Reporters are more experienced than you are in an interview. They should be. They do it for a living. They know the questions that are likely to make you squirm.
For example, a reporter will often lead you into areas that you would rather not talk about for any number of reasons. For example, a reporter asks for confidential company information you are not permitted to discuss. Or, you are asked for details about your work for a client, which is off limits. Or, you simply are not an expert on the topic.
“Bridging” is the process of returning to your key messages and away from the topics you do not want to discuss. Or, the reporter may wander into subject areas that weren’t proposed as topics for the interview. This isn’t necessarily something bad – s/he may have a particular interest in that subject. It’s just that you don’t. So how do you get the interview back on track? You do it by “bridging.”
Example of Bridging
Question: “Tell me about the new online service you’re developing for Best Client.”

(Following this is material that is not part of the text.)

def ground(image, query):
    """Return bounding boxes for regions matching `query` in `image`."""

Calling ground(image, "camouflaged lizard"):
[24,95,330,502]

Answer: “Our client Jack O’Brien is the person to talk to about that and I can put you in touch with him. But I’ve read with interest your stories about online services offered by money center banks. Let me tell you about how we’ve come up with a solution for companies with a thorny problem they’re facing in cross-selling their customers on the Internet.”
You have responded to the question by pointing him to the appropriate spokesperson, and demonstrated that you know the topics the writer is covering. Now you can return to a key message without alienating the reporter.